Menurut Prof. Retno, perkembangan TIK telah mengubah pola interaksi, pola pikir, pola tindak dan perilaku masyarakat sehari-hari. Katanya,
“Kalau dulu interaksinya dengan tatap muka, masyarakat sekarang merasa lebih nyaman, lebih efektif dan lebih efisien berinteraksi di dunia maya.”
Kondisi tersebut menuntut perubahan cara melakukan penelitian. “Sebelumnya penelitian antropologi dilakukan dengan pendekatan etnografi. Penelitian semacam itu menuntut para peneliti untuk datang dan tinggal bersama masyarakat yang ditelitinya dalam jangka waktu tertentu,” papar Prof. Retno.
Seiring dengan perkembangan TIK yang memicu terjadinya perubahan, arena kajian pun berubah menjadi digital. Katanya, “Sekarang ini media sosial sudah menjadi potret dari kehidupan masyarakat sehari-hari. Maka, apa yang terjadi di media sosial dapat menjadi data riset untuk kajian antropologi.”
Mengutip data, Prof. Retno menyebutkan bahwa dari 281,7 juta penduduk Indonesia, sebanyak 185,3 juta atau 66% di antaranya merupakan pengguna internet.
Lalu, sebanyak 139 juta atau 49% dari seluruh penduduk Indonesia tercatat aktif menggunakan media sosial. Untuk itu, lanjut dia, penelitian antropologi perlu berubah dari semula memakai metode etnografi menjadi netnografi.
“Netnografi adalah singkatan dari internet dan etnografi. Metode ini bisa dipakai untuk mengidentifikasi kehidupan di dunia maya dan menjadikannya sebagai bahan riset,” ungkapnya.
Saat ini relatif murahnya tarif internet serta kecepatan dan kemudahan aksesnya telah merevolusi media sosial. Kata Prof. Retno, “Siapa pun bebas mengakses dan memproduksi informasi.” Sayangnya banjir informasi ini tidak diimbangi dengan daya kritis dari pengguna media sosial.
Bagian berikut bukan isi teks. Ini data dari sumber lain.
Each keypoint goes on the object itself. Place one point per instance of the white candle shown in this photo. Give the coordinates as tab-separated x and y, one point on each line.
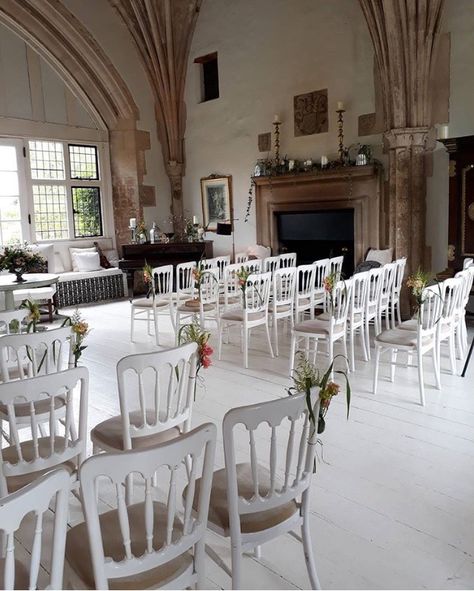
443	131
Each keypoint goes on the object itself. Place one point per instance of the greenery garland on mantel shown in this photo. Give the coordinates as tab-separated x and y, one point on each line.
273	170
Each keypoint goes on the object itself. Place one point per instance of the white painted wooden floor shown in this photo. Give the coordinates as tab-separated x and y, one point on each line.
393	502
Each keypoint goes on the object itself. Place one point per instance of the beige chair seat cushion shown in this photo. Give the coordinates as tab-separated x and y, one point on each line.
190	309
41	407
280	307
250	522
401	337
10	455
22	576
148	303
78	552
109	433
237	315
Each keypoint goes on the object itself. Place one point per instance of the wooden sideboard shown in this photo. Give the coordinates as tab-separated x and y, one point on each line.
158	254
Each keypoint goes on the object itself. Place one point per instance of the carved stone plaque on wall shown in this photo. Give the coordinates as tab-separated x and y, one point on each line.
264	142
311	112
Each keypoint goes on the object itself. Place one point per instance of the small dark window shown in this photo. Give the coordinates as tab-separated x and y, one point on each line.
209	76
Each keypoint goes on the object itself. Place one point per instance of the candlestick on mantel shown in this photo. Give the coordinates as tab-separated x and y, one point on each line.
277	123
340	132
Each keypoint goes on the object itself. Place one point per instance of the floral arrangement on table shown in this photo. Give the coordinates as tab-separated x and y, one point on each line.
194	333
307	376
242	275
417	283
148	279
141	231
80	329
34	315
20	259
329	283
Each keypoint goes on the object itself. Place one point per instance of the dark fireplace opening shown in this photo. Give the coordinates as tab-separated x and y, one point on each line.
317	235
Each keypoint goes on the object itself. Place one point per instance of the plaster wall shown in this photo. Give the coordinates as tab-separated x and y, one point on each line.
268	52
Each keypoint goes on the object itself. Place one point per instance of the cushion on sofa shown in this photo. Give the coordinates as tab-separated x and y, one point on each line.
47	252
381	256
73	252
87	261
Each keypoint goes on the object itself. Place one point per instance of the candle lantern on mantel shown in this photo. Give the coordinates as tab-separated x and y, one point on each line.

“Akibatnya ruang publik pun menjadi riuh. Berbagai ide dan gagasan mengalir dengan tanpa filter dan seleksi. Setiap orang bebas mengekspresikan dirinya. Mereka meluapkan keinginannya, empati, kepedulian, bahkan sampai kebencian, purbasangka, hingga sumpah serapah,” ungkap dia.
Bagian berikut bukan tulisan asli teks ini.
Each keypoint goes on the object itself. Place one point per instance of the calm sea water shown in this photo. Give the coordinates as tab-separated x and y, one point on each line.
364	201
Prof. Retno mencatat setidak-tidaknya ada 10 media sosial yang paling banyak digunakan masyarakat Indonesia. WhatApps digunakan oleh 92,1% warganet, disusul Instagram (86,5%), Facebook (83,5%), Tiktok (73,5%), Telegram (64,3%), X (57,5%), Facebook Messenger (44,9%), Pinteres (34%), Kuai-shou (32,4%) dan LinkedIn (25%).
Melihat kondisi tersebut, menurut Prof. Retno, menarik untuk mendiskusikan posisi kebudayaan Indonesia yang telah diorganisasi oleh media sosial melalui berbagai informasi yang sengaja disebarluaskan.
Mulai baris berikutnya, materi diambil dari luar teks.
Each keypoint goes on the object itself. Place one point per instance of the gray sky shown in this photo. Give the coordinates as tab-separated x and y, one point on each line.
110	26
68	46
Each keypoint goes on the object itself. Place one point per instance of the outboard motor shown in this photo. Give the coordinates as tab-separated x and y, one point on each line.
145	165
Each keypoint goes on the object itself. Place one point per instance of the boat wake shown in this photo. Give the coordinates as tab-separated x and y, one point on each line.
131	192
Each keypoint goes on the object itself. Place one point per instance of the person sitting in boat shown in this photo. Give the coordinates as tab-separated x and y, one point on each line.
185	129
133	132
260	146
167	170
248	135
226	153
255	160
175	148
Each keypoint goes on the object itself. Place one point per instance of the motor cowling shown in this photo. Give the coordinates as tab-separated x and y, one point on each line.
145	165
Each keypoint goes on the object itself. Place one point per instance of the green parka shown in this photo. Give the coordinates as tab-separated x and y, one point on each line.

Katanya, “Menarik untuk mengkaji konstruksi media sosial yang telah berkembang tidak hanya merepresentasikan pengetahuan yang mendidik masyarakat, tetapi justru mendekonstruksi realita sosial.”
Media sosial yang mestinya digunakan untuk membantu menyelesaikan masalah, membuat manusia menjadi lebih inovatif dan produktif, menurut Prof. Retno, justru banyak disalahgunakan. Contohnya, banyak penipuan perbankan online atau penyebaran link menyesatkan yang dikirimkan melalui WhatApps; Hoax atau cyberbullying dilakukan melalui Instagram; Penyebaran video porno atau intimidasi dilakukan melalui Tiktok; dan masih banyak lagi kasus-kasus lainnya.
Itu sebabnya kala masyarakat menuju era Society 5.0, usul Prof. Retno, teknologi, termasuk media sosial, sebaiknya digunakan untuk meningkatkan kualitas hidup dengan membantu manusia menyelesaikan berbagai masalahnya.
“Jadi, bukan malah dipakai untuk menghancurkan nilai-nilai kemanusiaan,” tegasnya. Justru teknologi harus mengangkat dan meningkatkan nilai-nilai kemanusiaan.
Sementara, Prof. Onno menekankan pentingnya dua kata kunci yang disampaikan Prof. Retno dalam pidato pengukuhannya. “Dua kata kunci itu adalah perilaku dan prediksi,” katanya. Di era digital seperti sekarang, terlebih dengan adanya media sosial, menurut Prof. Onno, prediksi perilaku masyarakat di masa depan harus dilakukan dengan berbasis data. “Bukan dengan ramalan, atau perkiraan lagi,” katanya.